According to the poll, 50.4 percent of respondents said they would not have enough pension when they retire, and 74 percent said they expect the government to reduce pensions.
Photo courtesy of Taiwan Life Insurance Co
Ninety-five percent said they were worried about coverage under the nation’s public health system, while more than 60 percent said they were concerned about coverage under the long-term care system, the survey showed.
While 74 percent of respondents said they had purchased medical insurance policies, long-term care insurance was much less popular, with only 35 percent saying they had bought such policies, the survey showed.

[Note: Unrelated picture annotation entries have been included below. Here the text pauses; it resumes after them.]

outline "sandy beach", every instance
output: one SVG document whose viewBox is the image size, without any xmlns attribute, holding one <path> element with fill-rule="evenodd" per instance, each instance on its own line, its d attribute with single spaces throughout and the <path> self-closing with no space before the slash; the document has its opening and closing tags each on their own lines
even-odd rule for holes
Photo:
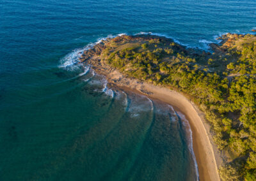
<svg viewBox="0 0 256 181">
<path fill-rule="evenodd" d="M 220 180 L 218 166 L 221 162 L 216 146 L 211 141 L 209 125 L 204 120 L 204 113 L 184 96 L 167 87 L 161 87 L 123 76 L 108 66 L 93 66 L 96 73 L 106 76 L 109 87 L 127 89 L 146 95 L 172 105 L 183 113 L 189 120 L 192 130 L 193 147 L 198 167 L 200 180 Z"/>
</svg>

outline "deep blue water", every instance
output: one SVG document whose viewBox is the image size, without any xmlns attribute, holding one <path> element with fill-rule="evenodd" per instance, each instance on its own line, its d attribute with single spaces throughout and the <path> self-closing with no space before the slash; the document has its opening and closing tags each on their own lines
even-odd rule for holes
<svg viewBox="0 0 256 181">
<path fill-rule="evenodd" d="M 170 107 L 66 66 L 120 33 L 206 50 L 221 34 L 252 33 L 256 1 L 0 1 L 0 180 L 196 180 Z"/>
</svg>

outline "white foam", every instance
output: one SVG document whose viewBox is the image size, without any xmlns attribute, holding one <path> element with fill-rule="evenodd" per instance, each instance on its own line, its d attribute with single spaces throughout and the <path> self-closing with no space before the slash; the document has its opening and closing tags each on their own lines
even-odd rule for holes
<svg viewBox="0 0 256 181">
<path fill-rule="evenodd" d="M 195 153 L 194 153 L 194 150 L 193 150 L 193 138 L 192 138 L 192 131 L 190 127 L 190 125 L 189 123 L 188 122 L 188 120 L 186 119 L 186 117 L 184 115 L 183 115 L 182 113 L 177 112 L 177 115 L 179 115 L 179 117 L 180 118 L 180 119 L 182 120 L 182 124 L 183 126 L 185 127 L 186 128 L 186 131 L 187 133 L 189 133 L 189 150 L 190 151 L 191 154 L 192 155 L 192 157 L 194 161 L 194 164 L 195 164 L 195 167 L 196 169 L 196 178 L 197 178 L 197 180 L 199 180 L 199 173 L 198 173 L 198 167 L 197 166 L 197 163 L 196 163 L 196 157 L 195 156 Z"/>
<path fill-rule="evenodd" d="M 86 78 L 86 79 L 83 80 L 83 81 L 86 82 L 87 82 L 89 80 L 90 80 L 92 78 L 94 77 L 94 76 L 95 75 L 95 73 L 94 73 L 94 71 L 93 69 L 90 69 L 89 71 L 90 71 L 90 72 L 92 72 L 92 76 L 90 77 L 89 78 Z"/>
<path fill-rule="evenodd" d="M 86 75 L 90 71 L 90 66 L 84 66 L 84 71 L 82 72 L 81 73 L 79 73 L 79 75 L 78 76 L 81 76 Z"/>
</svg>

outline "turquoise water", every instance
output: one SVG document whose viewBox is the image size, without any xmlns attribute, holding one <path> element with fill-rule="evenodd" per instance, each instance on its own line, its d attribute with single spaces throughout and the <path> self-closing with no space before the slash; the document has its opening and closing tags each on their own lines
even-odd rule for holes
<svg viewBox="0 0 256 181">
<path fill-rule="evenodd" d="M 255 1 L 1 1 L 0 180 L 196 180 L 182 115 L 73 63 L 108 36 L 206 50 L 255 19 Z"/>
</svg>

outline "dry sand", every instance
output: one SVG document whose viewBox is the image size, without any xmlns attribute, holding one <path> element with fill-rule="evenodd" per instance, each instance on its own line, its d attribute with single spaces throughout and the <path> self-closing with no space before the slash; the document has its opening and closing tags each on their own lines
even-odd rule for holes
<svg viewBox="0 0 256 181">
<path fill-rule="evenodd" d="M 183 113 L 192 130 L 193 148 L 198 167 L 200 180 L 220 180 L 218 165 L 222 159 L 216 145 L 211 142 L 209 126 L 204 121 L 204 113 L 185 96 L 167 87 L 161 87 L 123 76 L 107 66 L 93 66 L 96 73 L 106 76 L 109 86 L 117 86 L 170 104 Z"/>
</svg>

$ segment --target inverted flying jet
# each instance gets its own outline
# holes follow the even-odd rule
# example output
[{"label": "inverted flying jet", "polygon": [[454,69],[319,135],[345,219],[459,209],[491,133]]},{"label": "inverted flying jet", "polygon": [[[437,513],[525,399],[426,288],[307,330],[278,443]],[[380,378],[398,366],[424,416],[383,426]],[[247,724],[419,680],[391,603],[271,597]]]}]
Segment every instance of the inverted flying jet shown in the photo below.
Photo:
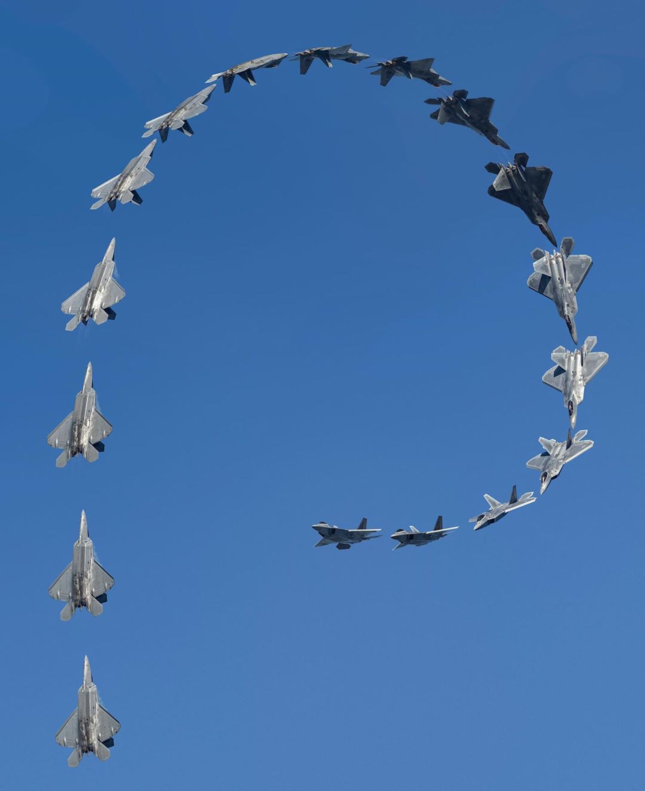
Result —
[{"label": "inverted flying jet", "polygon": [[488,187],[488,195],[521,209],[551,244],[555,244],[556,237],[549,227],[549,212],[544,205],[553,172],[542,165],[527,168],[528,161],[528,154],[516,153],[515,163],[488,162],[486,170],[496,174],[495,181]]},{"label": "inverted flying jet", "polygon": [[364,518],[360,520],[360,524],[356,530],[343,530],[341,528],[337,528],[335,524],[327,524],[326,522],[319,522],[318,524],[312,524],[311,527],[322,536],[318,543],[314,544],[314,547],[324,547],[329,543],[335,543],[336,549],[350,549],[353,543],[360,543],[368,539],[377,539],[381,532],[380,528],[368,530],[368,520]]},{"label": "inverted flying jet", "polygon": [[83,660],[83,684],[78,690],[78,705],[56,734],[56,744],[73,747],[67,759],[69,766],[77,766],[85,753],[93,752],[101,761],[110,757],[114,735],[121,724],[99,702],[96,685],[92,680],[89,660]]},{"label": "inverted flying jet", "polygon": [[216,74],[211,74],[206,80],[206,82],[215,82],[221,77],[223,78],[224,93],[228,93],[231,90],[233,80],[238,75],[250,85],[255,85],[256,84],[253,77],[253,70],[255,69],[275,69],[277,66],[280,66],[288,54],[288,52],[278,52],[276,55],[265,55],[262,58],[255,58],[254,60],[247,60],[243,63],[238,63],[237,66],[233,66],[226,71],[220,71]]},{"label": "inverted flying jet", "polygon": [[[398,58],[393,58],[391,60],[379,61],[376,64],[379,68],[370,74],[380,75],[382,85],[387,85],[393,77],[407,77],[409,80],[416,78],[417,80],[423,80],[424,82],[429,82],[436,88],[451,85],[450,80],[437,74],[432,68],[434,62],[434,58],[408,60],[405,55],[399,55]],[[373,69],[374,66],[369,66],[368,68]]]},{"label": "inverted flying jet", "polygon": [[105,448],[102,440],[112,427],[96,409],[96,392],[92,387],[92,363],[88,363],[83,389],[74,400],[74,408],[47,437],[51,448],[62,448],[56,467],[65,467],[77,453],[88,461],[96,461]]},{"label": "inverted flying jet", "polygon": [[116,317],[111,306],[119,302],[126,296],[126,292],[112,277],[115,244],[116,240],[112,239],[103,260],[94,267],[89,282],[81,286],[61,305],[63,313],[74,316],[66,324],[66,330],[75,330],[81,322],[87,324],[89,319],[102,324],[108,319]]},{"label": "inverted flying jet", "polygon": [[300,74],[306,74],[316,58],[330,69],[333,60],[344,60],[346,63],[360,63],[361,60],[369,58],[369,55],[364,52],[355,52],[351,44],[345,44],[343,47],[312,47],[311,49],[303,50],[302,52],[296,52],[295,57],[291,59],[300,60]]},{"label": "inverted flying jet", "polygon": [[592,440],[586,440],[587,431],[577,431],[571,439],[571,429],[567,432],[567,439],[563,442],[547,440],[541,437],[538,441],[544,448],[544,452],[534,456],[526,462],[526,467],[539,470],[540,494],[544,494],[549,484],[562,471],[562,467],[577,456],[594,447]]},{"label": "inverted flying jet", "polygon": [[[432,530],[421,532],[414,525],[411,524],[409,531],[397,530],[390,538],[398,541],[394,549],[401,549],[402,547],[423,547],[424,544],[430,543],[431,541],[438,541],[447,536],[451,530],[458,530],[458,528],[444,528],[443,517],[437,517],[436,523]],[[394,549],[392,550],[394,552]]]},{"label": "inverted flying jet", "polygon": [[564,396],[564,406],[569,413],[569,422],[575,428],[578,405],[583,403],[585,385],[595,377],[609,359],[605,351],[592,351],[598,343],[590,335],[580,349],[569,351],[564,346],[554,349],[551,359],[556,365],[542,377],[542,381]]},{"label": "inverted flying jet", "polygon": [[478,517],[472,517],[468,520],[469,522],[476,523],[473,528],[473,530],[481,530],[488,524],[492,524],[493,522],[499,522],[509,511],[515,511],[523,505],[530,505],[532,502],[535,502],[537,498],[533,496],[533,492],[525,492],[521,498],[518,498],[517,486],[513,486],[508,502],[500,502],[499,500],[496,500],[490,494],[485,494],[484,499],[488,504],[490,509],[484,513],[480,513]]},{"label": "inverted flying jet", "polygon": [[74,545],[72,562],[49,589],[52,599],[67,602],[61,611],[61,620],[69,621],[76,610],[84,607],[92,615],[100,615],[113,585],[114,579],[94,557],[85,512],[81,511],[81,530]]},{"label": "inverted flying jet", "polygon": [[531,253],[535,262],[534,272],[526,285],[555,302],[559,315],[567,323],[573,343],[577,343],[575,317],[578,312],[578,299],[575,295],[594,262],[590,255],[571,255],[572,249],[571,237],[565,237],[560,250],[553,253],[536,248]]},{"label": "inverted flying jet", "polygon": [[493,146],[510,148],[507,143],[497,134],[497,127],[489,120],[494,99],[481,97],[478,99],[466,99],[468,91],[454,91],[451,97],[439,99],[426,99],[426,104],[438,104],[431,118],[442,125],[456,123],[460,127],[468,127],[473,131],[489,140]]},{"label": "inverted flying jet", "polygon": [[107,203],[110,210],[114,211],[118,200],[122,203],[132,202],[141,205],[143,201],[137,190],[149,184],[154,178],[154,173],[151,172],[146,165],[153,158],[153,151],[156,145],[156,140],[148,143],[140,154],[128,162],[119,176],[115,176],[109,181],[95,187],[92,191],[92,197],[99,199],[89,208],[98,209],[104,203]]},{"label": "inverted flying jet", "polygon": [[189,118],[194,118],[208,110],[206,102],[210,99],[210,94],[217,87],[216,82],[214,85],[209,85],[203,91],[195,93],[194,97],[185,99],[181,104],[179,104],[171,112],[167,112],[159,118],[153,118],[152,121],[146,121],[145,123],[147,132],[141,134],[142,138],[149,138],[155,132],[159,132],[161,142],[164,143],[168,139],[168,131],[171,129],[176,129],[188,137],[193,134],[193,130],[188,123]]}]

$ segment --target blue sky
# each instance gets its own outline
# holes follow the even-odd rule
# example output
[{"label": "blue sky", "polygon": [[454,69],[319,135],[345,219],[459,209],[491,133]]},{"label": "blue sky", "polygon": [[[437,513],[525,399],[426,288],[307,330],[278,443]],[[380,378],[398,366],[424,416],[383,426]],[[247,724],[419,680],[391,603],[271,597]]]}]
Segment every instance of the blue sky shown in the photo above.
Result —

More than 50 percent said they hoped to live at retirement facilities with monthly expenses of less than NT$30,000, but Taiwan Life said that was not practical, adding that most respondents were not aware of how much money they need for retirement.
On average, respondents in this year’s survey said they plan to allocate NT$8,216 per month to prepare for retirement, down from NT$15,086 last year, while they plan to save NT$6,528 yearly for long-term care plans, which was also down from NT$9,905 last year, the insurer said.
“It might be the COVID-19 outbreak that reduced people’s preparation for retirement or long-term care, as people need to spend money fighting the pandemic,” Yang said.
Nearly 40 percent of those who have not retired said they have not finalized their retirement plans yet, but for those who had, they plan to rely on fixed deposits for their retirement, Taiwan Life said.
The poll, which was conducted in May, collected 1,202 valid responses.